O REENCONTRO

Toda segunda feira é a mesma coisa. Clico na caixa de entrada e vejo despencar, em efeito dominó, um monte de letrinhas agrupadas com os mais diversos  assuntos.

No meio deles, em caixa alta, vejo lá:

REENCONTRO DOS FORMANDOS DE  1990

Em seguida, outro titulo:

FRAAN, vamonessa!

Só podia ser da Ritinha, minha amiga querida (e única)da classe da faculdade.

– Vambora, Fran, vai ser tudo! No mínimo agente toma um vinho, vê como está o pessoal e dá boas risadas! Não aceito não como resposta. Vai ser só dia 16. Passo para te pegar ás dez e depois te deixo em casa. Damos só uma passadinha…!

-Ah Ritinha, não sei não, se eu já era peixe fora d agua naquela época, que dirá 20 anos depois…Aquela galera da psicologia nunca me aceitou.
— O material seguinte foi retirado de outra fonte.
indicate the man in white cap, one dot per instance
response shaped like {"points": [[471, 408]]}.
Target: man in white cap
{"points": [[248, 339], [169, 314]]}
Diziam que eu era grãnfininha , patricinha,acho que implicavam comigo só porque  eu  não usava chinelo de couro e sempre cortava as unhas dos pés ! Não fosse você, Ritinha, eu tava frita.Não, não to fora. Só faltava essa ! Ter que  me desarrumar toda para ir a uma festa bicho-grilo. O que vai ter lah, batida de tofu?

– Te pego as 10. Beeeeeeijo.

Da portaria do clube dava para ouvir o som alto tocando flash back.

Cheguei a pensar que estávamos na festa errada. Quem era aquela gente?

Um exercito de  carecas e mulheres  loiras de pretinho básico, em cima de saltos altíssimos. Todas com  testa  lisa e cara de vento…. sem falar na tal escova  progressiva, que deixou todas elas iguais, um nivelador social  só comparável à praia de Ipanema.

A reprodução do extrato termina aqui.